Building on recent discussions involving memory efficient lazy streams, and in an attempt to organize and share some thoughts, the following contemplates a scenario in which:
1) you have a large 2GB file (or other resource) to process
2) you'd like to leverage Ceylon's rich and growing support for working with lazy streams
3) the work may involve things like XML parsing, performing database updates, streaming transformation to an output stream, etc.
The idea is that we need a streaming solution. Working with such large amount of input data in memory is impractical.
So, considering XML parsing, a function like:
[XmlEvent*] parseXml(Byte|Finished input());
simply won't work. The 2GB XML document is too large to fit in memory, and for our imaginary application, we don’t need it to.
Instead, a workable signature using both lazy input and lazy output streams is:
{XmlEvent*} parseXml({Byte*} input);
Further processing can easily be performed on the returned XmlEvent stream. (Note that this function imposes no restrictions on the returned stream: absent limitations of the provided input (hint: see below!), the returned {XmlEvent*} may be iterated as many times as desired.)
That leaves us with the final task of turning the 2GB file resource into an {Byte*}. Ideally, we'd be able to use something like:
{Byte*} fileToByteStream(File file);
Every call to iterator() would open a new file input stream which would be returned in the form of {Byte*}. But, unfortunately, this would lead to file handle leaks since there would be no way to close abandoned/unfinished iterators.
Instead, the best solution may be to use a class that staisfies both Destroyable and {Byte*}, and permits at most one iterator from being created:
class FileByteIterable(File f) satisfies {Byte*} & Destroyable {}
Instances of this class can safely be created in try blocks, ensuring that their associated Iterators are properly closed.

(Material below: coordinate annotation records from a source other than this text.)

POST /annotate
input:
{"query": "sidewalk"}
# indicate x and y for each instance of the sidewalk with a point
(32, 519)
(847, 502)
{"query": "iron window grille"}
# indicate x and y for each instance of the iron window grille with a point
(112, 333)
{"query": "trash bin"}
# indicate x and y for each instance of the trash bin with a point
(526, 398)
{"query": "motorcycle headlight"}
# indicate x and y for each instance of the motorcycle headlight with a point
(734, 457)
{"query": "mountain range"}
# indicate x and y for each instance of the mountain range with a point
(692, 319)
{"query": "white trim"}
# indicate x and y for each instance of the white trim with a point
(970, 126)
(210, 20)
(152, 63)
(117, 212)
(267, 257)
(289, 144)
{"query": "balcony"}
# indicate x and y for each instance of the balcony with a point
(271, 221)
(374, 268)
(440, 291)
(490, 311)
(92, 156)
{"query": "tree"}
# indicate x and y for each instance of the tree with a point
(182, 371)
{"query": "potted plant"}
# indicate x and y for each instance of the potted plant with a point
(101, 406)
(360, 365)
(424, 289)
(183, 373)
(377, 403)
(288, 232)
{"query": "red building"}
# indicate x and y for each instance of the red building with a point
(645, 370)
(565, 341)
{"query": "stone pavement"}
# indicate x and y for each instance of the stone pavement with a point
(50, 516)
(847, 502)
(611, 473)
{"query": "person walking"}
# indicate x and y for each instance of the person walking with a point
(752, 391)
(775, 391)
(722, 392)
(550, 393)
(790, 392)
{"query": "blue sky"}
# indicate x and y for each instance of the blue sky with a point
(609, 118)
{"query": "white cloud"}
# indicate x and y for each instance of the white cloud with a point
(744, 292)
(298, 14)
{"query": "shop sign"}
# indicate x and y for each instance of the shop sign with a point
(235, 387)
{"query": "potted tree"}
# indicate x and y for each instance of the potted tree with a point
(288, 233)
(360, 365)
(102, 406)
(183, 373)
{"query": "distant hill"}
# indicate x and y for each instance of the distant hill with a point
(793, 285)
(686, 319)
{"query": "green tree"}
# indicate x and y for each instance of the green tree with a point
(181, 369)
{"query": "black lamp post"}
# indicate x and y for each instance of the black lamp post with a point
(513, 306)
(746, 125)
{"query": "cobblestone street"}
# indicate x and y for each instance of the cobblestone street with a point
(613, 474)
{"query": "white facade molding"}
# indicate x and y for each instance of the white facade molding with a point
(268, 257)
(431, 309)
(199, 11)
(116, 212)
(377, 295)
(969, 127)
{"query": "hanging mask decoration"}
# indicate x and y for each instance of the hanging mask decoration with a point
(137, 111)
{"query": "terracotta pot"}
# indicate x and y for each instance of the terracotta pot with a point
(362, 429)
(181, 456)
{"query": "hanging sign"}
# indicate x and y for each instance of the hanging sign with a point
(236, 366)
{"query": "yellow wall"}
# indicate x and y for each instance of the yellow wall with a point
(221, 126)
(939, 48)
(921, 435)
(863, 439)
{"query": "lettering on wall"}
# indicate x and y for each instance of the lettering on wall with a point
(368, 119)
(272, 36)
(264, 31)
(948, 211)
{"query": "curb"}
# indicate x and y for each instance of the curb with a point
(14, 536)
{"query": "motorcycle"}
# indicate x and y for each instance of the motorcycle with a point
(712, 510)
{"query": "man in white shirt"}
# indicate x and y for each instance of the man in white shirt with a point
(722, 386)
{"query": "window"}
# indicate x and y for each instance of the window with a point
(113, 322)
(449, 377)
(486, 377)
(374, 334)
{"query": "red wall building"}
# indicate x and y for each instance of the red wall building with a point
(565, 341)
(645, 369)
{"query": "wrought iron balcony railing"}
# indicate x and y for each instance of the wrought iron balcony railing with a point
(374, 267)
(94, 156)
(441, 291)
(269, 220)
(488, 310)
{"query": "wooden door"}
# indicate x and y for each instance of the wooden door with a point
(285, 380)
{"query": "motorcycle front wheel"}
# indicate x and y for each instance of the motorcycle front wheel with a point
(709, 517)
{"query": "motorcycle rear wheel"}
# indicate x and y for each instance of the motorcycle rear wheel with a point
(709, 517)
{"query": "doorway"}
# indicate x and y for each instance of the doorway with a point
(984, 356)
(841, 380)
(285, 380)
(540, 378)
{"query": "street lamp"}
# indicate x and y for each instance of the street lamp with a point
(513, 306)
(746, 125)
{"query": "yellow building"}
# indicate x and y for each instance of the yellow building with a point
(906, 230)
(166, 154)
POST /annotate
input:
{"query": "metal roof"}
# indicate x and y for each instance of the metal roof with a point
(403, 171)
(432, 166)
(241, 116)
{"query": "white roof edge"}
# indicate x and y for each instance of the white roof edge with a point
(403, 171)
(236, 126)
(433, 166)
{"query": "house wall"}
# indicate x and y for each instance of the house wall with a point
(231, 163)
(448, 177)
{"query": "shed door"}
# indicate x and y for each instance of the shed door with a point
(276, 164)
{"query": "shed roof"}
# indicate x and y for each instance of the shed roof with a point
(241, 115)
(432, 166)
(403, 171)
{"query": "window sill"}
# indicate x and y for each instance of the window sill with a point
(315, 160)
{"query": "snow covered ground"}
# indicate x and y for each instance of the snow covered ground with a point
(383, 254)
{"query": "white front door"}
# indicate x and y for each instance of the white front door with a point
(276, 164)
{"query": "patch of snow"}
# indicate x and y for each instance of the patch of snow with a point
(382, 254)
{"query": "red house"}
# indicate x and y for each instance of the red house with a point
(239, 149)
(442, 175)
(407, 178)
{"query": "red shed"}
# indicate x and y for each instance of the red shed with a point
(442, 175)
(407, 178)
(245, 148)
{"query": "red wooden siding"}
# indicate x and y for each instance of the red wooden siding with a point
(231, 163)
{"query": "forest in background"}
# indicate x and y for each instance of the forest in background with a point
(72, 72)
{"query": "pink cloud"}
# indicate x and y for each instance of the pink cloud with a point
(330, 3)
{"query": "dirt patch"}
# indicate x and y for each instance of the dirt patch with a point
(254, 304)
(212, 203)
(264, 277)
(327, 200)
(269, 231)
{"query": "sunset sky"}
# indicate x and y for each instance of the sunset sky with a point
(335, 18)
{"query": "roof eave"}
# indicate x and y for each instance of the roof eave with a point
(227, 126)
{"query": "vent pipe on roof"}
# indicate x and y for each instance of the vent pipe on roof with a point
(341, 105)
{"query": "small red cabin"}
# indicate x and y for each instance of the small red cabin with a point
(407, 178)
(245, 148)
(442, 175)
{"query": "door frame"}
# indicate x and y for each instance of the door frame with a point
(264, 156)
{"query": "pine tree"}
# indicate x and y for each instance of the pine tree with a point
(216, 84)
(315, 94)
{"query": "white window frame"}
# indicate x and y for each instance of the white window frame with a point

The following is a working demo of these ideas, but instead of processing XML, we’ll simply count uppercase characters:
shared void run() {
value tempFile = temporaryDirectory.TemporaryFile(null, null);
// create a 2GB+ file
try (writer = tempFile.Overwriter()) {
for (i in 0:40M) {
writer.writeLine {
"Lorem ipsum dolor sit amet, \
consectetur adipiscing elit";
};
}
}
// count uppercase characters using a stream
try (bytes = FileByteIterable(tempFile)) {
print {
// Don't use collect here, or OOME!
// Better would be a lazy utf8.decoder
bytes.map((b) => b.unsigned.character)
.count(Character.uppercase);
};
}
// prints 40000000
}
Note how convenient the file processing is, using familiar constructs! And, even with a much smaller 15MB input file, changing “map” to “collect” above causes the program to run *significantly* slower (multiple seconds vs. sub-second).
The FileByteIterable class is written in two parts: the class itself, which deals specifically with Files, and a reusable functionIterable() function, which can turn any function into a single-shot iterable:
class FileByteIterable(File f, Integer bufferSize=1k)
satisfies {Byte*} & Destroyable {
assert (bufferSize >= 1);
value reader = f.Reader();
destroy = reader.destroy;
iterator = expand {
functionIterable {
() => let (bytes = reader.readBytes(bufferSize))
if (bytes.empty)
then finished
else bytes;
};
}.iterator;
}
{Element*} functionIterable<Element>
(Element|Finished generate()) => object
satisfies {Element*} {
variable value used = false;
shared actual Iterator<Element> iterator() {
"Only one iterator may be obtained from \
each Iterable created by functionIterable()."
assert (!used);
used = true;
return object satisfies Iterator<Element> {
next() => generate();
};
}
};
The next step of course would be to add additional classes for dealing with other types of resources.
Note that this approximates two open issues that go a bit further, with the idea that resource Iterables wouldn’t need the single-iterator restriction:
Of course, another option would be to allow multiple Iterators *until* theIterable.destroy() is called, at which time all file handles would be destroyed and no further Iterators would be allowed. That may provide little practical benefit though, since only one Iterator should ever be necessary!
John